Agree with Cliffson1.

Your dog is a puppy. 7.5 months is not obedience trained. It is a puppy that has learned some obedience. Yes, you can get a title this early, but the pup is still a pup. He needs for you to be consistent but not overwhelming when training, follow through, do not give commands that you cannot enforce, and give him outlets for his puppy energy. 

Set your pup up for success and praise him for it. He is a little rambunctious right now. He is a puppy. That means he needs more fun games, more play, more learning tricks, more tug, more fetch and chase games, and more tasty chewies. And in time, it will get better, much better.


----------



## Bubbles (Aug 31, 2012)

Well, I trained bubbles get down with treats when she jumps up. My friend with a rottweiler said to gently place your foot on the back feet when they jump on you. Don't stomp or push hard. Actually I did this it worked better then get down. She eventually stopped jumping up on me. 

teething and biting... I'm still working on that. I try to give her treats when I say no and when she stops whatever she is doing I give her a treat.


----------



## Capone22 (Sep 16, 2012)

He sounds bored. And full of energy. I would up his exercise a lot. Also up your training. Add in some more sessions. Try puzzle toys or stuffed frozen kongs etc...Tire both his body and mind. 


Sent from my iPhone using PG Free


----------



## Bear L (Feb 9, 2012)

He sounds like he needs more things to do. 

When I'm a bit lazy or busy, I do this when she starts to act like she's about to burst and explode with boredom. This requires very little effort on my part and can drain her mentally very fast. 5 min tops and she'll go lay down. Serious. 

I sit on a chair and we just do the staring thing. She's extremely food motivated even at her 10 months of age so this works. While staring into my eyes, I move my hands, i stir the treat pot, I put the treats up and down and in front of her nostrils, on top of her head... basically a lot of torturing for her. This wears her mind out a lot because she is so addicted to food, that to keep her eyes on me and not on what I'm doing with the food takes a lot of will power for her yet she will try her hardest to earn a treat. I only treat when she learns to ignore that movement. For example, if it's the mere movement of my hand to the treat pot, i keep doing it till her eyes don't follow my hands and is staring at me only, then I treat her right away. After she succeeds that, I stir the treats in the pot. Then to throwing treats in the air, etc.

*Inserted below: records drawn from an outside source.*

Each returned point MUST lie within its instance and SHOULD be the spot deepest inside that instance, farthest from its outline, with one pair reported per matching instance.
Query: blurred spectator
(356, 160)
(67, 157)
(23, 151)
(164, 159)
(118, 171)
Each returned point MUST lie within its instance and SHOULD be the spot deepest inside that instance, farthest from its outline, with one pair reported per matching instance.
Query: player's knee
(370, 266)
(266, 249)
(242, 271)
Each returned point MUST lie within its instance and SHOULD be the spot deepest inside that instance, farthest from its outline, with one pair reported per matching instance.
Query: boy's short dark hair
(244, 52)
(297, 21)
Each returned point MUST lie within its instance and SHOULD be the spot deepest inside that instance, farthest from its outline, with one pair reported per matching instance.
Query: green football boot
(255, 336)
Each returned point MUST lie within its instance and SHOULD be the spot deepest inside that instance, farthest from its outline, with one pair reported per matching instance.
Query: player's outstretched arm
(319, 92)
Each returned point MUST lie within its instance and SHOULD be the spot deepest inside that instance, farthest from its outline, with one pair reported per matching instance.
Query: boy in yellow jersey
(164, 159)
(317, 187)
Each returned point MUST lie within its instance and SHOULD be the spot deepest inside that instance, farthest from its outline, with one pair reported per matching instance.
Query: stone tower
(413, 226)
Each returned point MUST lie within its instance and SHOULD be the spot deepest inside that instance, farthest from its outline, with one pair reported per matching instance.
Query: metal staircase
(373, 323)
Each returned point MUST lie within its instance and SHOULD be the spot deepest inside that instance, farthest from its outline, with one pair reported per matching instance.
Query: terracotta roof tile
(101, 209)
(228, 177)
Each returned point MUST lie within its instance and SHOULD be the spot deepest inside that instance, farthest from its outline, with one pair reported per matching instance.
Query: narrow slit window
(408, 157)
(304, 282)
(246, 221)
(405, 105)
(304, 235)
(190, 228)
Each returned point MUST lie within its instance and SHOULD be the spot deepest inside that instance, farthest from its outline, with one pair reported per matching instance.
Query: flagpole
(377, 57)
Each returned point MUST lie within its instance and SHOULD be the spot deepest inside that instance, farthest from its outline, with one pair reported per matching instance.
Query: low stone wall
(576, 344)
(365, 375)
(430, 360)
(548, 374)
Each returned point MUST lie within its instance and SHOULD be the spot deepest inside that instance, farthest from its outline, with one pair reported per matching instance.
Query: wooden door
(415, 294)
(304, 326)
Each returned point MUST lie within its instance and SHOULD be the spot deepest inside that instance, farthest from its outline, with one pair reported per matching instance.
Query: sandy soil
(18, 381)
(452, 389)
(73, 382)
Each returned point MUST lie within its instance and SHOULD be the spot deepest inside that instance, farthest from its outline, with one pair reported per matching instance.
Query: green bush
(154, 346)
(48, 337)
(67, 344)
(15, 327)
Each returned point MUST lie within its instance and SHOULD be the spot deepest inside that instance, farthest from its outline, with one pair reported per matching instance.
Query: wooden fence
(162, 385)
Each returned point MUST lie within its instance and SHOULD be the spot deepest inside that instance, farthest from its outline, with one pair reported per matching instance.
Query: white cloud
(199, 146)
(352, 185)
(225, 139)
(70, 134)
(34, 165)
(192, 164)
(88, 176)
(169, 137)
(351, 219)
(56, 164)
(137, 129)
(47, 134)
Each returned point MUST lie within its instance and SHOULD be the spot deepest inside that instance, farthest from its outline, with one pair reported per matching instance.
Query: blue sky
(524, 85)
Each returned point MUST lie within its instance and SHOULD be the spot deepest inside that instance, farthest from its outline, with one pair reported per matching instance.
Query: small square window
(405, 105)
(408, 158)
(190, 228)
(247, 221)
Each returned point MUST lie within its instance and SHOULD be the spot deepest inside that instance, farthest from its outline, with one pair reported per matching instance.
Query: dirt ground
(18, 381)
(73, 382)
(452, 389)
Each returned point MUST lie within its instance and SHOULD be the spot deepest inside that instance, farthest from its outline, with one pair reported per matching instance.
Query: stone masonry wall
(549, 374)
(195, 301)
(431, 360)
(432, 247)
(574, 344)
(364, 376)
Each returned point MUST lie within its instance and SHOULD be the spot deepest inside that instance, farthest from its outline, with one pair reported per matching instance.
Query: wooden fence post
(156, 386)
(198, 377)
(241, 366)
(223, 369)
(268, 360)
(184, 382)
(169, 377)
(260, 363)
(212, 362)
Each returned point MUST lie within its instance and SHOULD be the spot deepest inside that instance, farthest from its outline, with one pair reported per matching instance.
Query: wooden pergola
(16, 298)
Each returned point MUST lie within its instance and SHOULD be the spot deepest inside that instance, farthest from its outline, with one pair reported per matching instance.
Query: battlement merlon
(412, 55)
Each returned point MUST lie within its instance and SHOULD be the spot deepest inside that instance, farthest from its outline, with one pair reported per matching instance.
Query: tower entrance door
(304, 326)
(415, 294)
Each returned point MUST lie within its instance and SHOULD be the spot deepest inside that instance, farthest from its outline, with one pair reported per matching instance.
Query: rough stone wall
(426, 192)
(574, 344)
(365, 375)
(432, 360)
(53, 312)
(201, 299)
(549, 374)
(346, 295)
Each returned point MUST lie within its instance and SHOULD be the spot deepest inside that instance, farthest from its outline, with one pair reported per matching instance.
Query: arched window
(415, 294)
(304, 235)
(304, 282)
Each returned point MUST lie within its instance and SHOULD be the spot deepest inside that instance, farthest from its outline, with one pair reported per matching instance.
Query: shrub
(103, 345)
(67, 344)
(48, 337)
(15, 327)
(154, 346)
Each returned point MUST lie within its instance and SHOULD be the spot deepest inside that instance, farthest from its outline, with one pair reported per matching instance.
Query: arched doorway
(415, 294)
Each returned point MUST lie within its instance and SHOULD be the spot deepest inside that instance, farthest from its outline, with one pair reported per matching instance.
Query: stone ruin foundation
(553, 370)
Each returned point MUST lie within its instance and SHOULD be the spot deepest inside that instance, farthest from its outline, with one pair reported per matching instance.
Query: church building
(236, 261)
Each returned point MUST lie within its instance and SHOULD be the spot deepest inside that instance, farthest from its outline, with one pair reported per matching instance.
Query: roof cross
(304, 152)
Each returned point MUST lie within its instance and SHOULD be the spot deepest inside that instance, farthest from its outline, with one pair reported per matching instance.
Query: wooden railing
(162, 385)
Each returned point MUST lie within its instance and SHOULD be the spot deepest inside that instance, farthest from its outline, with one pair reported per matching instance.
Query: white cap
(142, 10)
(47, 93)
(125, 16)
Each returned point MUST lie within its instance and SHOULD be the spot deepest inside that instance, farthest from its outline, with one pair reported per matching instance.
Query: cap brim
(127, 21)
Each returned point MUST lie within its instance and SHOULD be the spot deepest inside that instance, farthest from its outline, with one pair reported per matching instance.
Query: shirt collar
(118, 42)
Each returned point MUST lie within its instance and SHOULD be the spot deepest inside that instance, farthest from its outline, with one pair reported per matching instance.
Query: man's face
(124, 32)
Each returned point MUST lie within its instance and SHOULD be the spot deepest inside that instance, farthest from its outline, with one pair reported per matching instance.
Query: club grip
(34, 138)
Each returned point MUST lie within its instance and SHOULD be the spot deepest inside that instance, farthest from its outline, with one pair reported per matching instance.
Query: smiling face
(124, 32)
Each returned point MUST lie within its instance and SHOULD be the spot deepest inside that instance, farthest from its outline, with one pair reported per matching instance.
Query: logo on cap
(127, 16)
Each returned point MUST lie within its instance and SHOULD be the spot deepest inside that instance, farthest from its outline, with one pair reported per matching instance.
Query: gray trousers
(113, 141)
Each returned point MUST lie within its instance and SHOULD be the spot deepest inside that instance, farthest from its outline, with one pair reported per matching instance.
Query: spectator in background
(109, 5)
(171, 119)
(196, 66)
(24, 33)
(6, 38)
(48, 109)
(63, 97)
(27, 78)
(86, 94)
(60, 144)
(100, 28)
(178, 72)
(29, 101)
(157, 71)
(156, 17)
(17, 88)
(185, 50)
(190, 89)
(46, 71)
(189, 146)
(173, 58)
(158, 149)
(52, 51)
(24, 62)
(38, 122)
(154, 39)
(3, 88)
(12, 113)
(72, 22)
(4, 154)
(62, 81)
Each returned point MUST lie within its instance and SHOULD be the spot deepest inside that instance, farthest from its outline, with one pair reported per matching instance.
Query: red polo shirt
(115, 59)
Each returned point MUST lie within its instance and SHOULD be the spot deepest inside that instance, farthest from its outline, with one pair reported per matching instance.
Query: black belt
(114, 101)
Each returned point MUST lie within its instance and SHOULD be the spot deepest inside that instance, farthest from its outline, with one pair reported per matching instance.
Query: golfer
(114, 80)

I'd suggest you find the easiest things for you to keep her busy when you don't have the time or will to get up to do something with your dog. Maybe he needs more different chew things, a puzzle game given only when you don't have time to calm him down, get up and dance around with him a bit, throw things for him to fetch (while you sit there), get up and run around a little for him to chase you and go really wild for 3 min to exhaust any burst of energy he may have, talk to him as if he understood you and act interesting and tap him randomly... something new to make his mind think (or to mess with his mind... heh heh) so he gets tired while you expend the least amount of effort.


----------



## SukiGirl (Aug 31, 2012)

That pup is B.O.R.E.D.

We went through a similar phase around that age. The keys are:

1) Proper exercise and stimulation OUTSIDE of the house,

2) Mental stimulation, and

3) Quiet/time out when needed.

Suki needs at least 2 hours of outside the house exercise/stimulation in a day or she drives us crazy. It's amazing what fresh air, a doggy play date or just a visit to the local park can do for your dog. Second, our pups need to be challenged mentally. They are highly intelligent - but, easily bored. They will drive themselves crazy (and us!) looking for something to pass the time if you don't provide them with a job/something to focus on. A puzzle treat ball, or hide and seek game gets their mind off of destructive behavior and channels their energy. Finally, if your pup is a little too wound up and won't stop - just IGNORE THEM. Walk away. They want your attention. If you give your pup any attention, negative included, this will fuel the flames - believe me, I know . Once the pup is calm, ask them to 'go to bed', 'lay down' whatever you do to relax them on a regular basis. This little 'time out' is good for puppy and you. You can't get anywhere with a pup who is at a level 10, you have to let them bring the level back to 0 before you can make corrections.


----------